Se sentaron, y el padre apoyó su espalda contra la roca, acarició la cabeza del muchacho y éste también se recostó sobre el brazo derecho del hombre. No tenían mucho de qué hablar y en ese momento no parecían tener el valor necesario para nombrar lo que verdaderamente les preocupaba. Es seguro que ambos recordaban a la mujer, la madre, recientemente perdida en el camino. Ella había sido siempre el nexo de unión, faro y punto de referencia de la familia. Sin embargo, ya no estaba.

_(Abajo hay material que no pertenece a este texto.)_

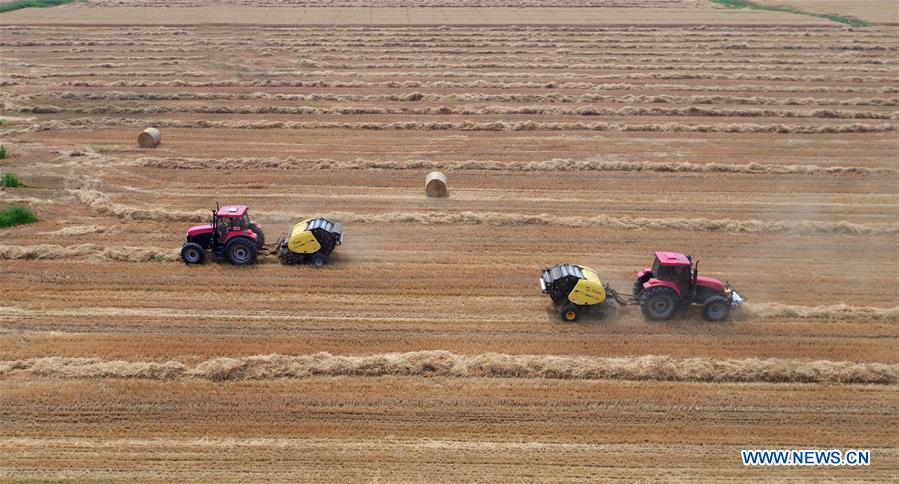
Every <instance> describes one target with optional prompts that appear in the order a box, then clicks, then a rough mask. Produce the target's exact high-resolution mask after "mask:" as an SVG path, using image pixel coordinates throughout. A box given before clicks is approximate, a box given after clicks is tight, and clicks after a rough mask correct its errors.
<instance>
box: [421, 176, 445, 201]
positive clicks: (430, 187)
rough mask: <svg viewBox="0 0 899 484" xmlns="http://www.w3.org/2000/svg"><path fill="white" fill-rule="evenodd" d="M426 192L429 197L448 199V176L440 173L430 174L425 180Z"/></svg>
mask: <svg viewBox="0 0 899 484" xmlns="http://www.w3.org/2000/svg"><path fill="white" fill-rule="evenodd" d="M425 192H426V193H427V194H428V196H429V197H446V196H448V195H449V191H447V189H446V175H444V174H443V173H440V172H439V171H432V172H431V173H428V177H427V178H425Z"/></svg>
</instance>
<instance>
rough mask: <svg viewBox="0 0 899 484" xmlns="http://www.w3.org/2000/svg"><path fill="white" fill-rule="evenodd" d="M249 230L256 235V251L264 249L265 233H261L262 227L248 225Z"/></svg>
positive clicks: (261, 231)
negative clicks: (263, 247)
mask: <svg viewBox="0 0 899 484" xmlns="http://www.w3.org/2000/svg"><path fill="white" fill-rule="evenodd" d="M250 230H251V231H253V233H254V234H256V249H259V250H261V249H262V248H263V247H265V232H263V231H262V227H260V226H258V225H256V224H250Z"/></svg>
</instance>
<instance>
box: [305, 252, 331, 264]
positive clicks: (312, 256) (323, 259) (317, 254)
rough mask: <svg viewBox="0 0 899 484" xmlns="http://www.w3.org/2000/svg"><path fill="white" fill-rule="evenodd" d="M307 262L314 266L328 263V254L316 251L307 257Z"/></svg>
mask: <svg viewBox="0 0 899 484" xmlns="http://www.w3.org/2000/svg"><path fill="white" fill-rule="evenodd" d="M309 262H311V263H312V265H314V266H315V267H321V266H323V265H325V264H327V263H328V256H326V255H325V254H322V253H321V252H316V253H314V254H312V256H311V257H309Z"/></svg>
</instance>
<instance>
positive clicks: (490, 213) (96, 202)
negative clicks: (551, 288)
mask: <svg viewBox="0 0 899 484" xmlns="http://www.w3.org/2000/svg"><path fill="white" fill-rule="evenodd" d="M71 192H72V193H73V194H74V195H75V196H76V198H77V199H78V200H79V201H81V203H83V204H84V205H86V206H88V207H89V208H90V209H91V210H93V211H95V212H96V213H99V214H101V215H107V216H112V217H115V218H118V219H123V220H154V221H168V222H174V221H178V222H201V221H204V220H206V218H207V217H208V213H207V212H206V211H204V210H196V211H192V212H187V211H178V210H166V209H161V208H149V209H148V208H137V207H132V206H128V205H124V204H120V203H116V202H113V201H112V200H111V199H110V197H109V195H107V194H105V193H102V192H99V191H96V190H84V189H82V190H72V191H71ZM256 216H257V217H259V218H260V219H261V220H265V221H267V222H275V223H289V222H295V221H297V220H300V219H301V217H300V216H299V215H297V214H294V213H288V212H280V211H276V212H265V211H257V212H256ZM323 216H324V217H327V218H333V219H336V220H340V221H342V222H345V223H357V224H378V223H401V224H410V223H414V224H421V225H466V226H469V225H490V226H528V225H557V226H563V227H610V228H616V229H622V230H686V231H694V232H695V231H701V232H727V233H780V234H796V235H814V234H842V235H870V236H874V235H897V234H899V223H864V224H859V223H852V222H819V221H809V220H797V221H762V220H732V219H707V218H647V217H611V216H608V215H594V216H592V217H591V216H559V215H550V214H536V215H527V214H516V213H499V212H470V211H464V212H435V211H430V212H425V213H422V212H381V213H374V214H365V213H356V212H331V213H327V214H324V215H323Z"/></svg>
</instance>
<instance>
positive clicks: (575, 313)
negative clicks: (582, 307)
mask: <svg viewBox="0 0 899 484" xmlns="http://www.w3.org/2000/svg"><path fill="white" fill-rule="evenodd" d="M559 316H560V317H561V318H562V321H566V322H569V323H573V322H575V321H577V320H578V318H580V317H581V310H580V308H579V307H577V306H575V305H574V304H565V305H564V306H562V309H561V310H559Z"/></svg>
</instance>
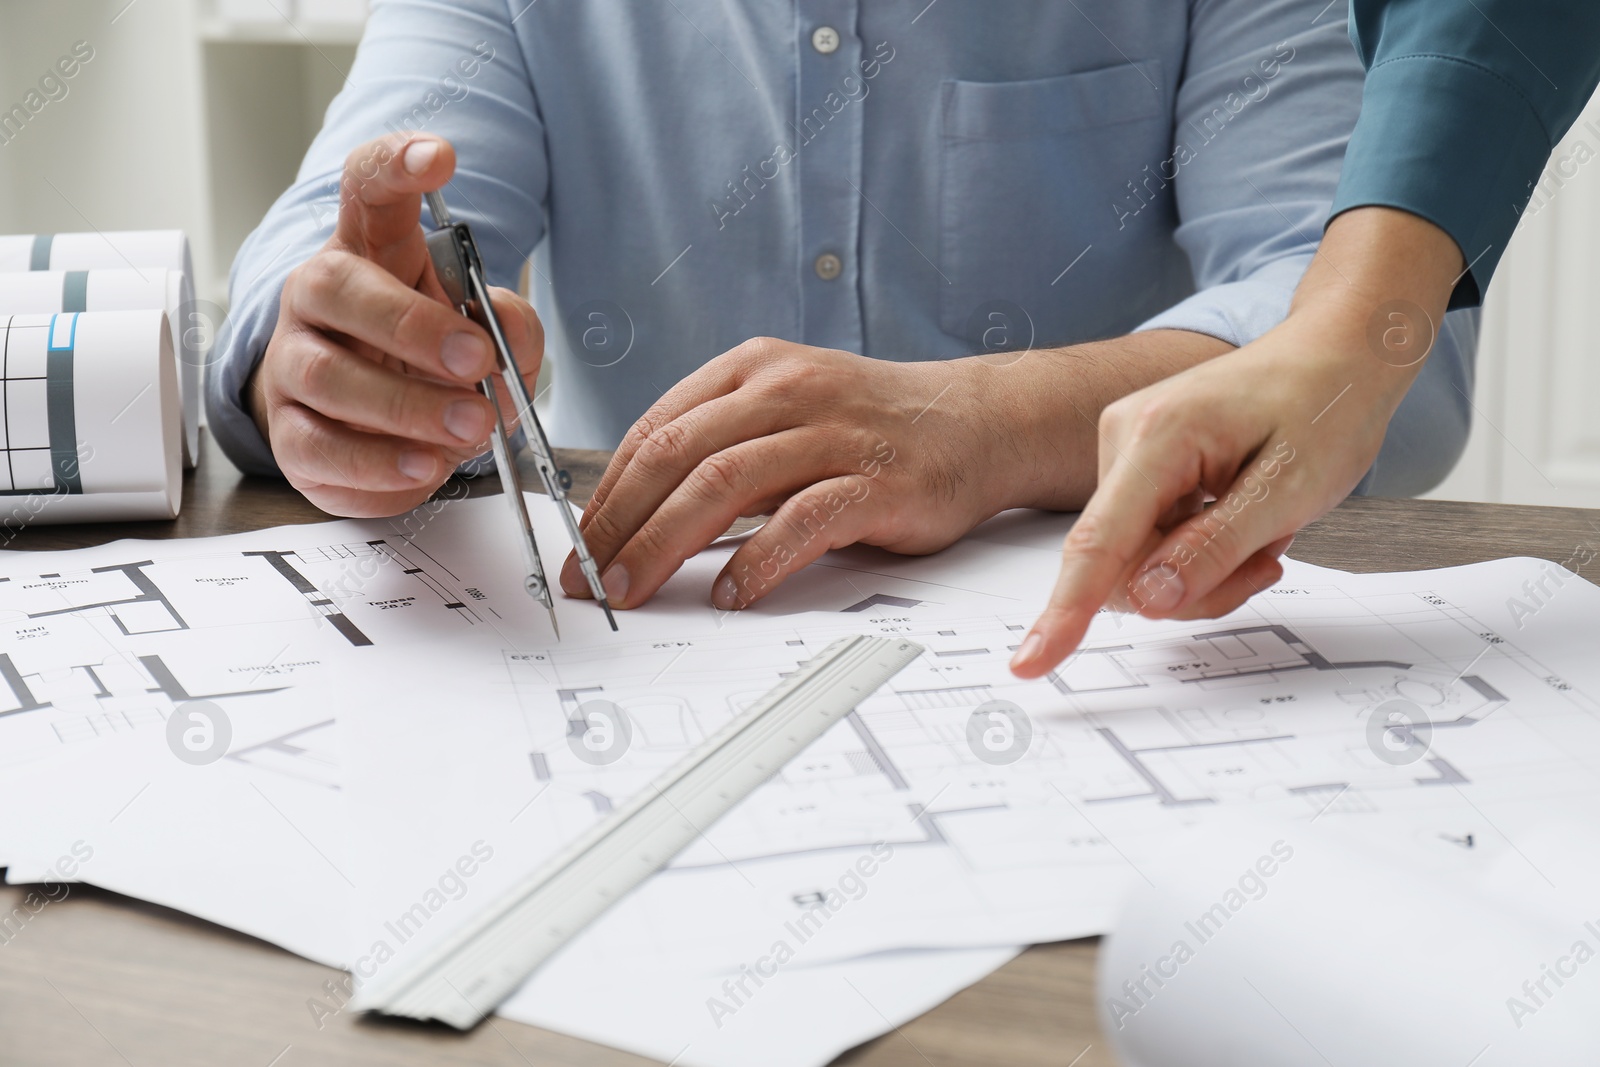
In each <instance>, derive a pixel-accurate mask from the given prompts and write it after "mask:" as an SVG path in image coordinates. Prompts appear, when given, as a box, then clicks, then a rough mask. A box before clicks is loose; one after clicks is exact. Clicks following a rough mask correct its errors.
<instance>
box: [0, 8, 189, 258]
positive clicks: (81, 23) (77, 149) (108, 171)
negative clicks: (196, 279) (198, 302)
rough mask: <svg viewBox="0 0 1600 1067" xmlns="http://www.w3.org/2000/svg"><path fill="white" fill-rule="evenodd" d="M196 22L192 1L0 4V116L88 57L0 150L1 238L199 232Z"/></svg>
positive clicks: (0, 216)
mask: <svg viewBox="0 0 1600 1067" xmlns="http://www.w3.org/2000/svg"><path fill="white" fill-rule="evenodd" d="M194 22H195V19H194V5H192V3H190V2H189V0H134V3H133V5H131V6H130V5H128V0H48V2H45V3H40V2H37V0H0V109H6V110H8V109H10V107H11V106H13V104H16V102H21V101H22V99H24V98H26V94H27V93H29V91H30V90H37V88H38V80H40V78H42V77H45V75H46V74H53V72H54V64H56V61H58V59H61V58H62V56H69V54H70V53H72V48H74V45H75V43H77V42H86V45H88V46H90V48H93V56H94V58H93V59H90V61H88V62H83V64H82V69H80V70H78V74H77V77H74V78H70V80H64V82H66V86H67V94H66V96H64V98H62V99H53V101H50V102H48V104H46V106H45V107H43V109H42V110H40V112H38V114H37V115H34V117H32V120H30V122H29V125H27V126H26V128H24V130H22V131H21V133H19V134H16V136H14V139H11V141H10V142H8V144H3V146H0V158H3V163H0V182H5V181H10V187H0V189H5V192H6V194H8V195H6V197H5V205H3V208H0V221H3V224H5V230H6V232H29V234H30V232H67V230H88V229H99V230H128V229H182V230H189V232H190V234H197V232H202V230H203V227H205V216H206V211H208V202H206V190H205V178H203V171H205V168H203V162H202V155H200V154H202V144H200V139H198V138H197V130H198V114H200V112H198V107H200V99H198V96H200V94H198V93H197V90H195V86H197V69H198V67H197V64H198V53H197V48H195V27H194ZM195 253H197V258H198V259H200V261H202V262H200V264H197V274H200V275H202V277H205V274H206V270H210V269H211V264H210V262H208V261H206V254H208V253H210V250H205V248H195Z"/></svg>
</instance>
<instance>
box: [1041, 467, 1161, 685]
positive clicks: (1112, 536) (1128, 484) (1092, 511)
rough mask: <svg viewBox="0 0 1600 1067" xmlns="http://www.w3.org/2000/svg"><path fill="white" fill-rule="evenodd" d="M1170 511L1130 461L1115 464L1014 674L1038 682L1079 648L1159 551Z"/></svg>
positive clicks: (1082, 528)
mask: <svg viewBox="0 0 1600 1067" xmlns="http://www.w3.org/2000/svg"><path fill="white" fill-rule="evenodd" d="M1181 493H1182V490H1178V491H1173V493H1170V496H1174V498H1176V496H1181ZM1166 506H1168V501H1165V499H1163V491H1162V488H1160V486H1158V485H1154V483H1152V482H1150V480H1149V478H1147V477H1146V475H1144V474H1142V472H1141V470H1139V469H1138V467H1136V466H1134V464H1133V462H1131V461H1130V459H1126V458H1118V459H1117V461H1115V462H1114V464H1112V469H1110V474H1109V475H1107V477H1106V478H1104V480H1102V482H1101V485H1099V488H1098V490H1096V491H1094V496H1091V498H1090V502H1088V504H1086V506H1085V507H1083V514H1082V515H1078V522H1075V523H1074V525H1072V531H1070V533H1069V534H1067V541H1066V544H1064V545H1062V552H1061V573H1059V576H1058V577H1056V587H1054V590H1053V592H1051V593H1050V606H1046V608H1045V611H1043V614H1040V616H1038V621H1037V622H1035V624H1034V629H1032V630H1030V632H1029V635H1027V638H1026V640H1024V641H1022V646H1021V648H1019V649H1018V653H1016V656H1014V657H1013V659H1011V672H1013V673H1014V675H1018V677H1019V678H1037V677H1040V675H1043V673H1045V672H1046V670H1050V669H1051V667H1054V665H1056V664H1059V662H1061V661H1062V659H1066V657H1067V656H1069V654H1070V653H1072V649H1075V648H1077V646H1078V641H1082V640H1083V633H1085V632H1086V630H1088V629H1090V621H1093V619H1094V613H1098V611H1099V609H1101V606H1102V605H1104V603H1106V601H1107V598H1109V597H1110V593H1112V590H1114V589H1115V585H1117V582H1118V581H1122V577H1123V574H1126V573H1128V568H1130V566H1131V565H1133V563H1134V561H1136V560H1142V558H1144V555H1146V553H1147V552H1149V550H1150V547H1154V542H1155V541H1157V537H1158V534H1157V530H1155V522H1157V518H1160V515H1162V512H1163V510H1165V509H1166Z"/></svg>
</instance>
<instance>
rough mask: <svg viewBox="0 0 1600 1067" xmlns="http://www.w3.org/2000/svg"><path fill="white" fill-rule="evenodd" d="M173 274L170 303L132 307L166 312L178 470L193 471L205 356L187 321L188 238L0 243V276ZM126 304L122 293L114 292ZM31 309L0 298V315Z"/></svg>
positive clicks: (192, 262) (129, 307)
mask: <svg viewBox="0 0 1600 1067" xmlns="http://www.w3.org/2000/svg"><path fill="white" fill-rule="evenodd" d="M152 269H154V270H173V272H178V274H179V275H181V278H179V280H178V282H176V285H178V298H176V301H174V299H173V298H170V296H166V294H160V296H158V298H157V296H150V298H149V299H154V301H155V302H149V304H141V306H138V309H139V310H142V309H146V307H160V309H168V310H171V315H173V323H171V330H173V344H174V346H176V358H178V376H179V389H181V390H182V411H184V434H182V451H184V466H186V467H194V466H195V462H197V461H198V458H200V389H202V382H200V373H202V368H203V366H205V362H206V358H208V357H210V352H208V350H206V346H205V336H206V331H202V330H190V326H192V325H194V323H190V322H187V318H189V317H190V315H192V314H194V310H195V288H194V277H195V270H194V258H192V256H190V253H189V238H187V237H186V235H184V232H182V230H128V232H120V234H26V235H13V237H0V274H14V272H58V270H64V272H82V270H96V272H98V270H134V272H139V274H147V272H149V270H152ZM120 293H122V294H123V296H125V298H126V296H128V293H130V291H128V290H120ZM29 310H32V309H27V307H11V306H10V304H8V302H6V301H5V299H3V296H0V312H5V314H22V312H29ZM38 310H69V312H70V310H80V312H82V310H134V306H130V304H126V302H120V304H110V302H107V304H106V306H104V307H99V306H96V304H86V306H78V307H74V306H70V304H67V306H62V307H53V309H38Z"/></svg>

El chico seguía temblando de frío y de miedo. Se abrazaba a la cintura del padre con una fuerza inusitada que reclamaba una protección que el hombre, pese a su deseo, no estaba en condiciones de proporcionar. Silencio y ruido. Frío y oscuridad. Miedo y necesidad de protección. Impotencia. El bosque en todo su esplendor.

Las sombras que antes se veían a lo lejos cada vez estaban más cerca del reducto improvisado en el que hombre y muchacho habían decidido aguantar sus miedos hasta el amanecer. La primera que llegó se estrelló contra la piedra protectora y ese accidente enseñó a las otras cuál era el camino a seguir. Poco a poco, el viento negro móvil del bosque fue tomando posiciones en los árboles cercanos, en el borde del camino y en las inmediaciones de la gran roca. El niño no hacía más que temblar mientras el padre lo miraba sin encontrar la manera de evitar el peligro indudable que sobre ellos se cernía. La muerte era en aquella noche mucho más que una posibilidad; era una figura con cara de sombra y cuerpo de sombra que se abalanzaba sobre el padre y el hijo con determinación clara y contundente. Por mucho que el hombre cobijase al niño en su seno no podría –lo sabía- evitar la victoria final de tan poderoso enemigo. Sus cuerpos crujían de dolor y miedo mientras la noche, el bosque, la lejanía de la casa al final del camino y los recuerdos ganaban terreno en la batalla.

Cuando todo estaba ya irremisiblemente perdido, el padre comenzó a entonar una salmodia al principio inaudible que fue ganando cuerpo a medida que crecía en entidad. Érase una vez, comenzaba, y tras esas palabras brotaron de sus labios como a chorro las palabras que componían una historia; y con cada frase parece que se levantara una columna; y de cada columna se diría que brotaban vigas que terminaban por sustentar un techo protector. A medida que la historia avanzaba, las palabras, las ideas, los personajes poblaban la ínfima construcción hasta completar un hogar improvisado para padre e hijo. Solamente con la mentira final se cerró la puerta del refugio de palabras. En el engaño del fueron felices pudieron cobijarse hombre y muchacho hasta que la luz del alba volvió a mostrarles el camino largo, pero libre, que conducía a la casa. De las fieras sombras que tan cerca estuvieron de conseguir su objetivo sólo supieron que les seguían a un tiro de piedra, esperando, probablemente, una nueva ocasión en la que lograr su objetivo.